An exception to this general rule is the acceptance, which sent by post. This exception is commonly known as the ‘postal rule’. The postal rule states that an acceptance by post takes effect when the acceptance is posted and not when the acceptance is actually received. The effect of this rule is that the acceptance is valid before it is actually communicated to the offeror. This is true even where the letter never reaches its destination.

However, the postal rule cannot be applied in all cases where the acceptance is by post. It can only apply where it is specified that acceptance may be by way of post or where it is reasonable to post the acceptance, such as where the offer itself was sent by post. Of course, where the terms of the offer itself exclude the postal rule, it will not be applicable. For instance, the terms of the contract may say expressly that the acceptance is effective only when received by or communicated to the offeror. If this is the case, then there is obviously no scope for the application of the postal rule. It should also be noted that the postal rule applies only to letters, which have been properly stamped and addressed.

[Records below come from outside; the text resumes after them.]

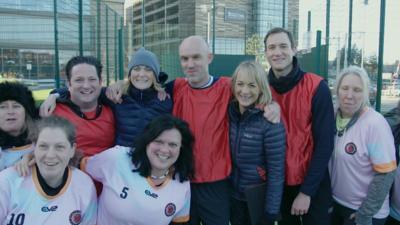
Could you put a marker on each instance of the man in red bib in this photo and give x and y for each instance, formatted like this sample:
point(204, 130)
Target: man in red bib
point(94, 121)
point(307, 112)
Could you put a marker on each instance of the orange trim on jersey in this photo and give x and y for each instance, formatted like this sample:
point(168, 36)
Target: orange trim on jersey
point(25, 147)
point(150, 181)
point(83, 164)
point(40, 190)
point(181, 219)
point(385, 167)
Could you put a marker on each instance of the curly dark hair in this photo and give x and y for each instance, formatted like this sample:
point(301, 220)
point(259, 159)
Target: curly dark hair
point(184, 164)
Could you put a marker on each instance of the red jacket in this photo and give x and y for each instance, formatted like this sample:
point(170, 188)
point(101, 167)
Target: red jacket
point(296, 113)
point(206, 112)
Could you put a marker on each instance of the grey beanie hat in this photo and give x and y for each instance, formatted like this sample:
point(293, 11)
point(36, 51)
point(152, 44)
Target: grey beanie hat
point(145, 58)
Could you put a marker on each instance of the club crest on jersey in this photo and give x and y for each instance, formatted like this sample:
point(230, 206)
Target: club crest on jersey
point(75, 218)
point(350, 148)
point(170, 209)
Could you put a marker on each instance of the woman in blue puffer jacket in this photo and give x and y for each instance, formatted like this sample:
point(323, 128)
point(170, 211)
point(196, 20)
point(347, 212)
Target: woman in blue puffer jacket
point(257, 146)
point(140, 103)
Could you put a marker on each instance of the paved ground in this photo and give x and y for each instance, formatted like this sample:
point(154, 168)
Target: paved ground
point(388, 102)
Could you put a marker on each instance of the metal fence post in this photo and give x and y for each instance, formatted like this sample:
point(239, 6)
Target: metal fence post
point(143, 23)
point(283, 13)
point(327, 34)
point(213, 10)
point(350, 31)
point(56, 59)
point(107, 51)
point(98, 30)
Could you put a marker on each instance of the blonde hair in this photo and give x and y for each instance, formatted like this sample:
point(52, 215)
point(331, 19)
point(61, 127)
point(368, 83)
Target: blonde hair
point(256, 71)
point(362, 74)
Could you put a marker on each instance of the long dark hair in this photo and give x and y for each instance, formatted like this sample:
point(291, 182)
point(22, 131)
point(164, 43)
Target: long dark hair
point(184, 164)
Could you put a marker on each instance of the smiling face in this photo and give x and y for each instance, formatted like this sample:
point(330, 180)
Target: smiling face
point(279, 53)
point(350, 94)
point(163, 151)
point(12, 117)
point(195, 58)
point(142, 77)
point(84, 86)
point(246, 90)
point(53, 152)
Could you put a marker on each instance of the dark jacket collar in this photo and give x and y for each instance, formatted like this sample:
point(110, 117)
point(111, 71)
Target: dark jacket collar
point(286, 83)
point(142, 95)
point(9, 141)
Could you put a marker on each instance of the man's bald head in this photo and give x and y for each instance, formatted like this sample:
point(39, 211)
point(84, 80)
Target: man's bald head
point(195, 40)
point(195, 56)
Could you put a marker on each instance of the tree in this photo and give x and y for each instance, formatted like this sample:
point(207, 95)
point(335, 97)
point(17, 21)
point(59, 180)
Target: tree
point(371, 66)
point(255, 46)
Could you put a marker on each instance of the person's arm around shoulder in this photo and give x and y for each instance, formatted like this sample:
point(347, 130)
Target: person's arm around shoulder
point(90, 213)
point(381, 151)
point(323, 131)
point(5, 195)
point(49, 105)
point(102, 165)
point(182, 216)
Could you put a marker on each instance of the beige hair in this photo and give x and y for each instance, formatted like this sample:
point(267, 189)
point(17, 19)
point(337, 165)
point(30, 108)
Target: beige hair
point(255, 70)
point(362, 74)
point(157, 86)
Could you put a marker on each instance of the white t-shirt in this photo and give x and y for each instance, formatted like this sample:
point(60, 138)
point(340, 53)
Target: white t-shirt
point(11, 155)
point(362, 151)
point(130, 199)
point(23, 201)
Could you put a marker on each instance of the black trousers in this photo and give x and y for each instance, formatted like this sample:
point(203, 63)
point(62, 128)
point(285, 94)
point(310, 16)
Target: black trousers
point(392, 221)
point(210, 203)
point(341, 216)
point(320, 209)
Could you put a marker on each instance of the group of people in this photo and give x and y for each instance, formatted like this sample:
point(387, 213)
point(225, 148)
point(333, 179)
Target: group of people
point(320, 164)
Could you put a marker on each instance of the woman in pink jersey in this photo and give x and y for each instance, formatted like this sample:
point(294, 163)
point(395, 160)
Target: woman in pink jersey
point(363, 164)
point(52, 192)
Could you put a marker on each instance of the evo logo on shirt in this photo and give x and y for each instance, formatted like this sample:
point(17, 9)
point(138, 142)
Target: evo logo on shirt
point(153, 195)
point(49, 209)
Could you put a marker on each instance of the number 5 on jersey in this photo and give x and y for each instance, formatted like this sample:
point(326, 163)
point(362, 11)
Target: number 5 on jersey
point(124, 193)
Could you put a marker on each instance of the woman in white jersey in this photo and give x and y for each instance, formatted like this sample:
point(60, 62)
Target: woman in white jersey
point(148, 184)
point(52, 192)
point(363, 164)
point(17, 111)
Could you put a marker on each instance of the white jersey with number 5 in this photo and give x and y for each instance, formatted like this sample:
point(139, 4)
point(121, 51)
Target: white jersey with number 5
point(23, 201)
point(130, 199)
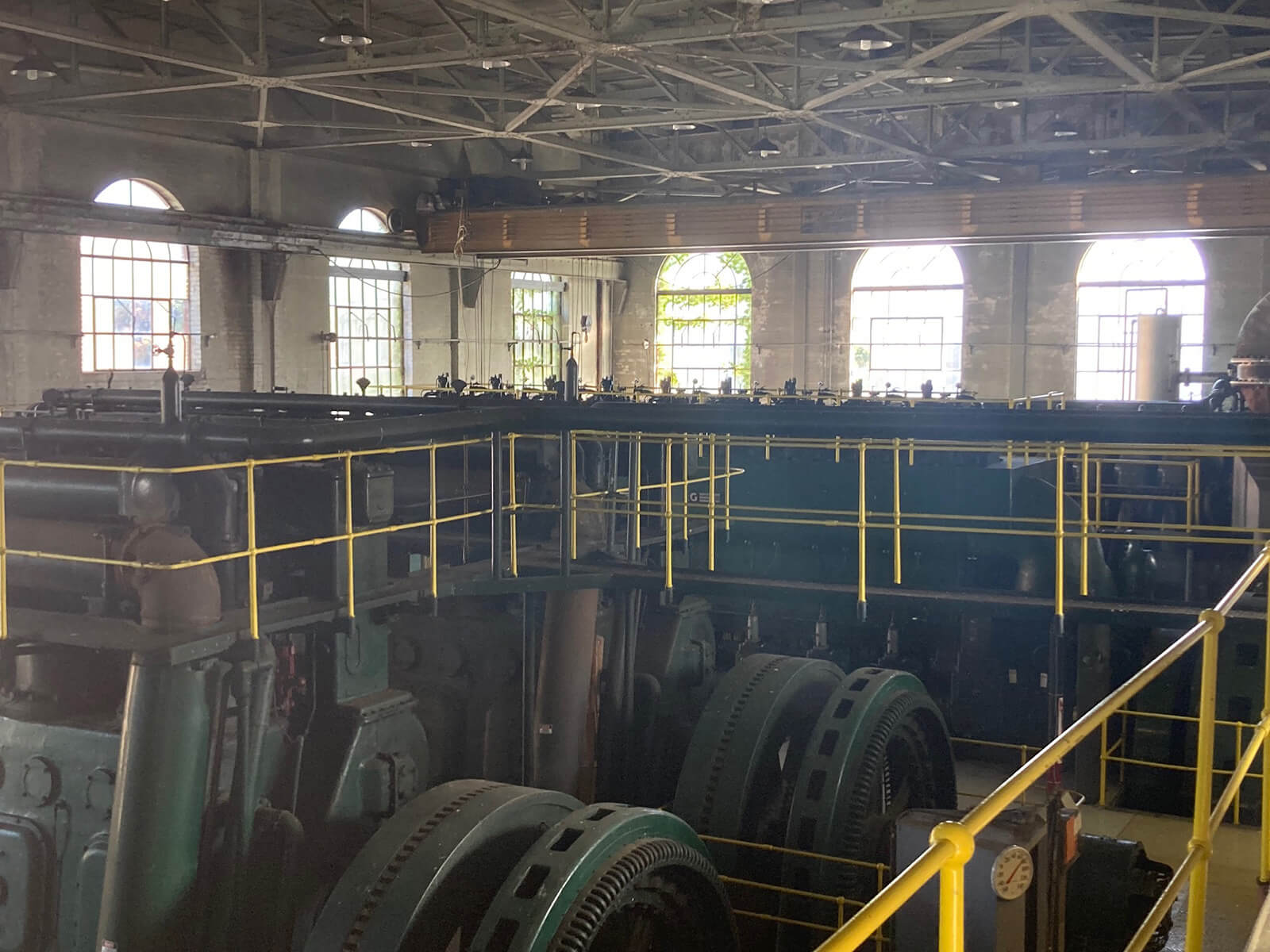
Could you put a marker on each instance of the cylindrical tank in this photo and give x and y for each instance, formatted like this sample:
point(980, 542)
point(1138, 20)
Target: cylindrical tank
point(1159, 355)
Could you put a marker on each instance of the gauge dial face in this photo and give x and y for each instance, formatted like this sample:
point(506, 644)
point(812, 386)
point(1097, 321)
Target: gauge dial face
point(1011, 873)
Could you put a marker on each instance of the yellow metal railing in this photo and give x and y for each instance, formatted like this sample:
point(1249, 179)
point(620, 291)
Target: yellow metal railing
point(952, 842)
point(253, 550)
point(841, 904)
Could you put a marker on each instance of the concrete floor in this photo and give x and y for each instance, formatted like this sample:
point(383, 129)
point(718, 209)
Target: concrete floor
point(1235, 898)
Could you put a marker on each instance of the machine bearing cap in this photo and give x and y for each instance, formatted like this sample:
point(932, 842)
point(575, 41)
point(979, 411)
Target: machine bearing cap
point(876, 730)
point(598, 865)
point(733, 763)
point(431, 869)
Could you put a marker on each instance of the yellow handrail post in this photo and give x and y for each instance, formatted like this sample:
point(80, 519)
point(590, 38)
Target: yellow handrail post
point(1200, 842)
point(861, 598)
point(1085, 520)
point(573, 495)
point(670, 520)
point(1265, 753)
point(511, 482)
point(710, 527)
point(348, 528)
point(685, 486)
point(1103, 768)
point(252, 585)
point(895, 466)
point(432, 517)
point(952, 885)
point(4, 560)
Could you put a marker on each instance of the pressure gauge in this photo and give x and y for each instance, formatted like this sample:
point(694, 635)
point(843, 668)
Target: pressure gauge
point(1011, 873)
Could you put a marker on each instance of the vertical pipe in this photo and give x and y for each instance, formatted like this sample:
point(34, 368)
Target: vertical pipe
point(568, 465)
point(253, 585)
point(495, 505)
point(4, 559)
point(895, 466)
point(1085, 520)
point(710, 516)
point(1198, 896)
point(685, 486)
point(348, 528)
point(861, 597)
point(432, 517)
point(149, 896)
point(511, 505)
point(670, 520)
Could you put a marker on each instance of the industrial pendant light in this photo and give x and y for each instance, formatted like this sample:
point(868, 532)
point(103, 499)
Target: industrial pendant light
point(344, 32)
point(765, 148)
point(33, 67)
point(867, 40)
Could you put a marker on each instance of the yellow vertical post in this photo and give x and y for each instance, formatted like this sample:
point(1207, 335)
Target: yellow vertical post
point(710, 514)
point(4, 560)
point(895, 466)
point(348, 530)
point(1060, 533)
point(637, 492)
point(685, 486)
point(253, 605)
point(1203, 781)
point(432, 517)
point(1085, 518)
point(573, 495)
point(1103, 767)
point(861, 527)
point(727, 482)
point(1265, 754)
point(511, 501)
point(670, 518)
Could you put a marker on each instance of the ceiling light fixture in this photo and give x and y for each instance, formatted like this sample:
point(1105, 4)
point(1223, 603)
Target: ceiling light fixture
point(867, 40)
point(35, 67)
point(765, 149)
point(344, 32)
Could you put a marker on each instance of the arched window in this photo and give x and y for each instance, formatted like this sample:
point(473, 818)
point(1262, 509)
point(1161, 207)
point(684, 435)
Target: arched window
point(537, 313)
point(1119, 279)
point(137, 296)
point(906, 319)
point(368, 317)
point(702, 321)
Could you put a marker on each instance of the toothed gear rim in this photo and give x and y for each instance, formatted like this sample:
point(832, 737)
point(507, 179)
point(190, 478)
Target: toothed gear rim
point(732, 780)
point(879, 748)
point(431, 869)
point(653, 896)
point(537, 901)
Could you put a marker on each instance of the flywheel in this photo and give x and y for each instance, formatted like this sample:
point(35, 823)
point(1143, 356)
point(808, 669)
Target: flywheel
point(611, 879)
point(425, 877)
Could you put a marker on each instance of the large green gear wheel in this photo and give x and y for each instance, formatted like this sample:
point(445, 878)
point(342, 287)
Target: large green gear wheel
point(432, 869)
point(879, 748)
point(611, 879)
point(746, 749)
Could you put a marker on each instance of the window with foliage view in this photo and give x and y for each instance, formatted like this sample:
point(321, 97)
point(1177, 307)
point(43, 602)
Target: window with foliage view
point(537, 313)
point(906, 319)
point(704, 321)
point(1119, 279)
point(135, 296)
point(368, 317)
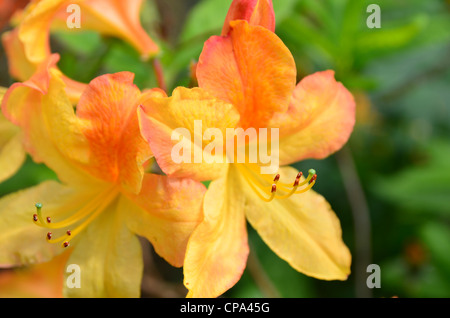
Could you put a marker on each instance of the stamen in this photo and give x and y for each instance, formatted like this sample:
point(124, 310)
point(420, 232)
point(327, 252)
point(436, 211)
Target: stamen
point(88, 212)
point(257, 180)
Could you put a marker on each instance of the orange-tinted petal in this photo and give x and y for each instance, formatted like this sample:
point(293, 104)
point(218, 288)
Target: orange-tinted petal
point(252, 69)
point(255, 12)
point(319, 120)
point(217, 250)
point(22, 241)
point(117, 149)
point(183, 119)
point(12, 153)
point(302, 229)
point(43, 280)
point(166, 212)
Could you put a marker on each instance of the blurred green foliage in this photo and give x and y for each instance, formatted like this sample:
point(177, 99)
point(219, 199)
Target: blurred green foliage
point(400, 76)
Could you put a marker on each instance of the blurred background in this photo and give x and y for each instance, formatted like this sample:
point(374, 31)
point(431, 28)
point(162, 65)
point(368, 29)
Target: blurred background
point(390, 186)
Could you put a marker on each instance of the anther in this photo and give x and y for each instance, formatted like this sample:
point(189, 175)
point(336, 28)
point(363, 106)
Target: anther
point(274, 188)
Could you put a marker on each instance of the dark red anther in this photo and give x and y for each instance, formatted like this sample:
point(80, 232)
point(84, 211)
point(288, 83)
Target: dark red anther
point(274, 188)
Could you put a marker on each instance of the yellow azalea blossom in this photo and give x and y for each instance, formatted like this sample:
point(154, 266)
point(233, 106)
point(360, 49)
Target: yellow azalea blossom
point(105, 197)
point(12, 153)
point(27, 46)
point(247, 79)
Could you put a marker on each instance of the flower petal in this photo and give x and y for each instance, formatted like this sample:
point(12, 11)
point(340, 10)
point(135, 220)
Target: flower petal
point(110, 258)
point(192, 111)
point(43, 280)
point(256, 12)
point(252, 69)
point(22, 241)
point(302, 229)
point(217, 250)
point(118, 151)
point(121, 19)
point(166, 212)
point(319, 120)
point(12, 153)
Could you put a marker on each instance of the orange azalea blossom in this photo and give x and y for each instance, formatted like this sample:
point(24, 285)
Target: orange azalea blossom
point(247, 79)
point(8, 8)
point(105, 197)
point(27, 46)
point(12, 153)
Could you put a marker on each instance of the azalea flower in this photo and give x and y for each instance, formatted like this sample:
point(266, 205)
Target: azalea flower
point(12, 153)
point(247, 79)
point(27, 46)
point(9, 8)
point(105, 197)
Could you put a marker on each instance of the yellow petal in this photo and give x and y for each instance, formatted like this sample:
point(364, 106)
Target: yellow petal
point(22, 241)
point(52, 133)
point(43, 280)
point(166, 212)
point(252, 69)
point(319, 120)
point(194, 111)
point(110, 258)
point(217, 250)
point(302, 229)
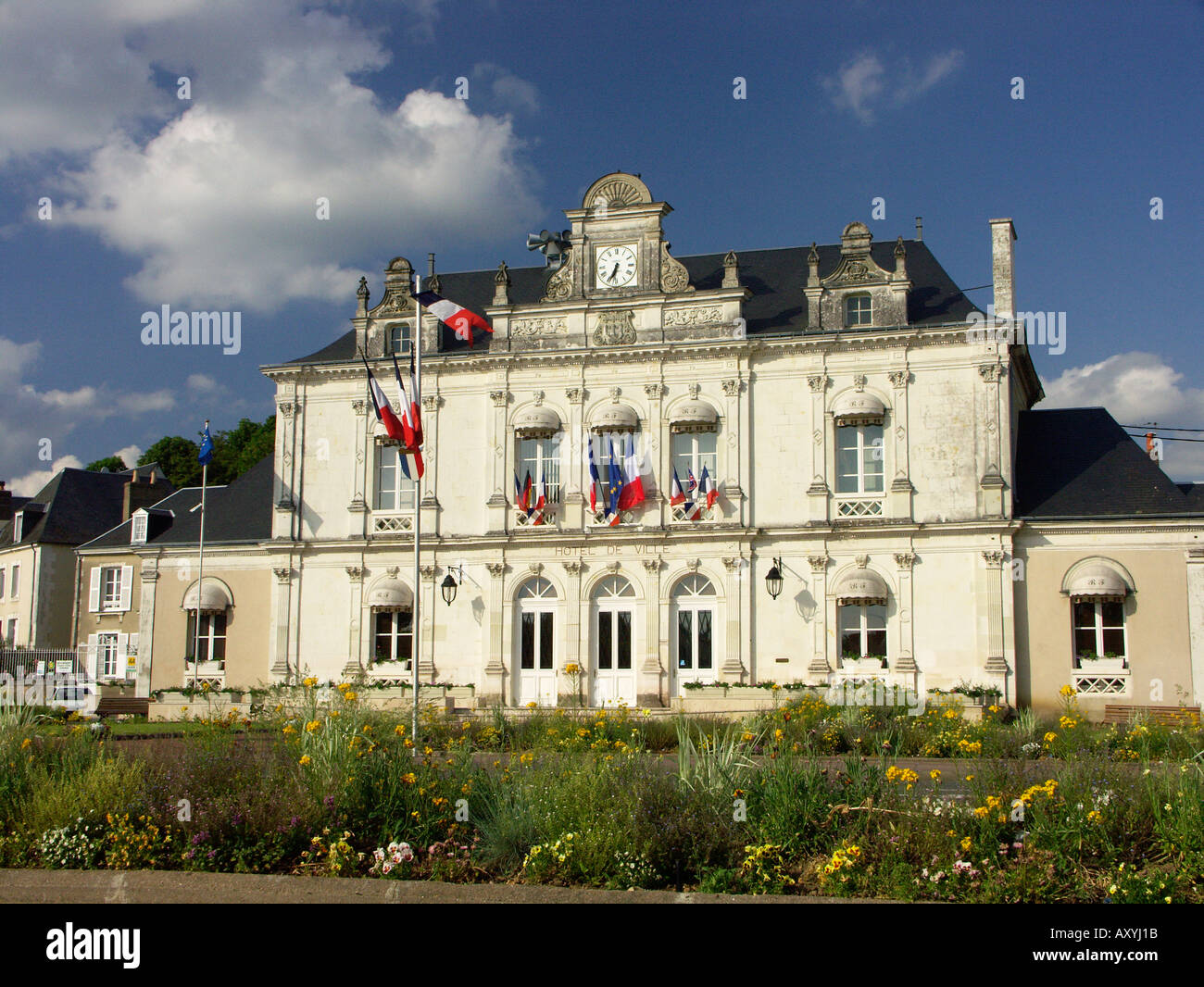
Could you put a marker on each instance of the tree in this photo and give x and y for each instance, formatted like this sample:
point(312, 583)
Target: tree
point(112, 464)
point(177, 457)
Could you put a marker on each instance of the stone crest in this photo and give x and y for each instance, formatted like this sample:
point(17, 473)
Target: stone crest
point(615, 329)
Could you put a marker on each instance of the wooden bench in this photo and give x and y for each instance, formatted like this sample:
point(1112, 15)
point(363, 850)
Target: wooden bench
point(1173, 715)
point(116, 706)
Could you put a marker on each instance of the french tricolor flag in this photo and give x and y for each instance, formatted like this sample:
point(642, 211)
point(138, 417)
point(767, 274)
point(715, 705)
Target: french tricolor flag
point(454, 316)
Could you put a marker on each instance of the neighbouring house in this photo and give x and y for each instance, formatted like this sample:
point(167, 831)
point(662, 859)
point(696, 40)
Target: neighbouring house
point(37, 540)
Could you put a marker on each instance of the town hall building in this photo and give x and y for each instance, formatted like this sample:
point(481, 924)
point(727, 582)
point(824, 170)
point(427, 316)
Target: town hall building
point(871, 518)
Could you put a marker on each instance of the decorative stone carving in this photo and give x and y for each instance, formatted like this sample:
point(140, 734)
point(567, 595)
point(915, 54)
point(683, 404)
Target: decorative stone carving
point(687, 317)
point(549, 326)
point(615, 329)
point(560, 285)
point(731, 269)
point(673, 273)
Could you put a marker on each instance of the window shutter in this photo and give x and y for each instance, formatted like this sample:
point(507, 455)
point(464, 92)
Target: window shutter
point(127, 586)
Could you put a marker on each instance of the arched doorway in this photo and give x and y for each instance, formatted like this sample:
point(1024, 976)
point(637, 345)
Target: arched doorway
point(534, 670)
point(614, 618)
point(693, 621)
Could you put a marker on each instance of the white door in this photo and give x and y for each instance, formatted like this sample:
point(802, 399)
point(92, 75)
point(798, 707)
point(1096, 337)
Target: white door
point(694, 620)
point(614, 617)
point(536, 646)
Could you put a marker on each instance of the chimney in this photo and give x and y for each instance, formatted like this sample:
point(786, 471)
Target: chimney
point(139, 493)
point(1003, 233)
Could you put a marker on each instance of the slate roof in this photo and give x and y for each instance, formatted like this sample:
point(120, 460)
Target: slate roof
point(1079, 462)
point(239, 512)
point(775, 278)
point(80, 505)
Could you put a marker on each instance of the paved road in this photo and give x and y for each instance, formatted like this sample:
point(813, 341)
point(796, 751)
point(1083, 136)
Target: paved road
point(173, 887)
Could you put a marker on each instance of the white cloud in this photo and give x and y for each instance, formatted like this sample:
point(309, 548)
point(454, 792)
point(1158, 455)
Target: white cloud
point(863, 84)
point(32, 481)
point(1138, 388)
point(37, 426)
point(218, 196)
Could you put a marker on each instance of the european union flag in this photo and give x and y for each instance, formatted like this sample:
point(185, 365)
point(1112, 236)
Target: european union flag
point(206, 453)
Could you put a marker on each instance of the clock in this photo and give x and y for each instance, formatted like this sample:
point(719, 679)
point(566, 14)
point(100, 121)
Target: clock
point(615, 266)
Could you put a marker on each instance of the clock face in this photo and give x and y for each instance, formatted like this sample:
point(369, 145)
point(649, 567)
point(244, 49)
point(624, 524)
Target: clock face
point(617, 268)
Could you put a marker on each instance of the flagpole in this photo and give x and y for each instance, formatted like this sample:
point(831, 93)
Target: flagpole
point(416, 341)
point(200, 572)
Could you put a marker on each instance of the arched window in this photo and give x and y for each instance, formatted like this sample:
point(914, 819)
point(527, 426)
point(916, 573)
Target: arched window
point(858, 311)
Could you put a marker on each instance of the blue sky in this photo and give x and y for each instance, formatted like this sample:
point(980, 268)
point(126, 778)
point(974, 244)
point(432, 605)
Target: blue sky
point(209, 203)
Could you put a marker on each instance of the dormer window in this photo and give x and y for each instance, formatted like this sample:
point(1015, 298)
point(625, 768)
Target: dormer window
point(398, 338)
point(858, 311)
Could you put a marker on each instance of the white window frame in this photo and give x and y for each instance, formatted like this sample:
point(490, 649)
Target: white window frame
point(401, 490)
point(863, 446)
point(863, 630)
point(1099, 630)
point(534, 453)
point(408, 333)
point(867, 311)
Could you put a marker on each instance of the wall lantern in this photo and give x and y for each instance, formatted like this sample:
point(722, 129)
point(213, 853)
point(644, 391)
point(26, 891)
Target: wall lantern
point(450, 585)
point(773, 579)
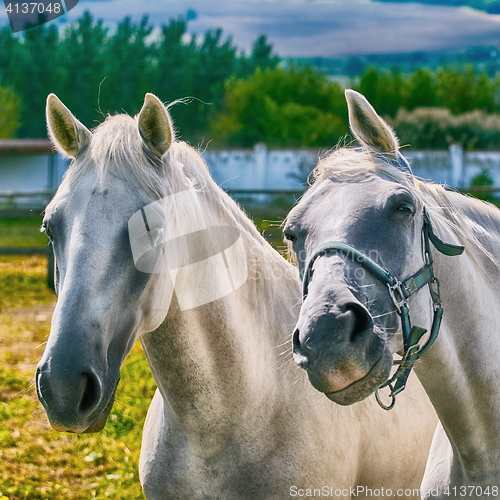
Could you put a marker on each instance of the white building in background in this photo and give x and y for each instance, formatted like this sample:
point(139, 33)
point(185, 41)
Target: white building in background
point(31, 166)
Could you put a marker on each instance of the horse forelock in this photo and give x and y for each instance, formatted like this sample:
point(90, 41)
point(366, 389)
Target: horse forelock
point(451, 213)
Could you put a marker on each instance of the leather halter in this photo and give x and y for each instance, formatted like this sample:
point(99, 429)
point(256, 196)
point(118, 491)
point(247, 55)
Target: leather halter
point(400, 292)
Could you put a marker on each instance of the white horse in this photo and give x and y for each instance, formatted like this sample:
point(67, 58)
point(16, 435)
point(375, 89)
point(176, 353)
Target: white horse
point(146, 244)
point(366, 267)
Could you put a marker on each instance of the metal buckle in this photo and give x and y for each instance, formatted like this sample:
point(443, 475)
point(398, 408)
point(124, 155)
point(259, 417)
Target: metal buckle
point(397, 295)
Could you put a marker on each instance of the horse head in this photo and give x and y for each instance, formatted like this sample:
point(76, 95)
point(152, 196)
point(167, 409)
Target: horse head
point(362, 213)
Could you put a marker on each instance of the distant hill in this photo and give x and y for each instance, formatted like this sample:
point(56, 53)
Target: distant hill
point(490, 6)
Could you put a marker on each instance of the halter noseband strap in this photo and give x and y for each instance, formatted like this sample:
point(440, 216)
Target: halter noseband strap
point(399, 292)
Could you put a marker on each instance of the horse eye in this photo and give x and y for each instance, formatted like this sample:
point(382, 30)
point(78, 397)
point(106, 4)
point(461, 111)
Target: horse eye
point(405, 209)
point(45, 229)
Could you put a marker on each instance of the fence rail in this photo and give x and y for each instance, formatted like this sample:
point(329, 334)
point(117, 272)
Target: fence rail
point(35, 251)
point(24, 203)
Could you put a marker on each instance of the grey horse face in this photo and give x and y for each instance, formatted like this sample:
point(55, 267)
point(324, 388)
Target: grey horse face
point(104, 301)
point(102, 307)
point(347, 328)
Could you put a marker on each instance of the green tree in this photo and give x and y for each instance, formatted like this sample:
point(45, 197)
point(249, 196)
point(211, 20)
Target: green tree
point(282, 107)
point(127, 68)
point(39, 73)
point(261, 57)
point(83, 59)
point(10, 112)
point(420, 89)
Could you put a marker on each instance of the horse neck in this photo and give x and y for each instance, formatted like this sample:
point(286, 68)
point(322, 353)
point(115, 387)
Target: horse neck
point(216, 363)
point(461, 371)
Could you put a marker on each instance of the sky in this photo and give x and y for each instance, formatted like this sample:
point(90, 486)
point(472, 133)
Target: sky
point(315, 29)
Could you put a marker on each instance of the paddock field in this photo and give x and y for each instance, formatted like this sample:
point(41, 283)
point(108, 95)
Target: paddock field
point(35, 461)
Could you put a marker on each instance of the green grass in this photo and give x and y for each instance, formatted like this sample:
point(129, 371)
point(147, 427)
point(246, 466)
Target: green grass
point(35, 461)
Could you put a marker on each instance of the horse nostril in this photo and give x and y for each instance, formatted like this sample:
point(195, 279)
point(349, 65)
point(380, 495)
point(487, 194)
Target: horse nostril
point(91, 393)
point(360, 320)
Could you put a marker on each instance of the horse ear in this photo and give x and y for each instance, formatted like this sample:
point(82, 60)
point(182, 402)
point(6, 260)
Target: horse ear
point(155, 126)
point(67, 133)
point(367, 125)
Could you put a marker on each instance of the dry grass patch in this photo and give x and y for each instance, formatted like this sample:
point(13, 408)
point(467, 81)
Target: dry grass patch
point(35, 461)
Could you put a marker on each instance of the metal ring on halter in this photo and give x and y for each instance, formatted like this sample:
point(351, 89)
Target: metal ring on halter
point(385, 407)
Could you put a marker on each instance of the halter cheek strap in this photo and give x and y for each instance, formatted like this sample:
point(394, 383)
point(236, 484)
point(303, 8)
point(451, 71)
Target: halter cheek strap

The postal rule also does not apply where the acceptance is made by way of instantaneous communication, such as during a face- to-face conversation or a telephone conversation. However, with the advent of new modes of communication, for example facsimile, voice-mail or electronic mail messages, which are neither as delayed as post nor as instantaneous as an actual conversation, the precise scope of the postal rule’s application becomes more uncertain. The application of this rule can be crucial where disputes arise as to whether there has been valid acceptance in the event. The acceptance is transmitted but not necessary must be received by or communicated to the offeror.

The law in relation to this issue is still uncertain. There have been suggestions, however, that the answer should depend on each particular set of facts and whether it was possible in each case for the sender of the acceptance to be aware of the fact that the communication of acceptance had not been successful. Where it is possible for the sender to defect non-communication, the burden is on the sender to re-transmit the message and the postal rule would not apply. On the other hand, where detection is not possible, then the postal rule would apply to render the acceptance effective upon transmission. This reasoning would apply as well to voice-mail or electronic mail messages which are garbled or which go astray.

It is importance to realize that the postal rule only applies to the communication of acceptance. It does not apply to communication of an offer or the communication of a revocation of an offer or to the communication of a revocation of an acceptance.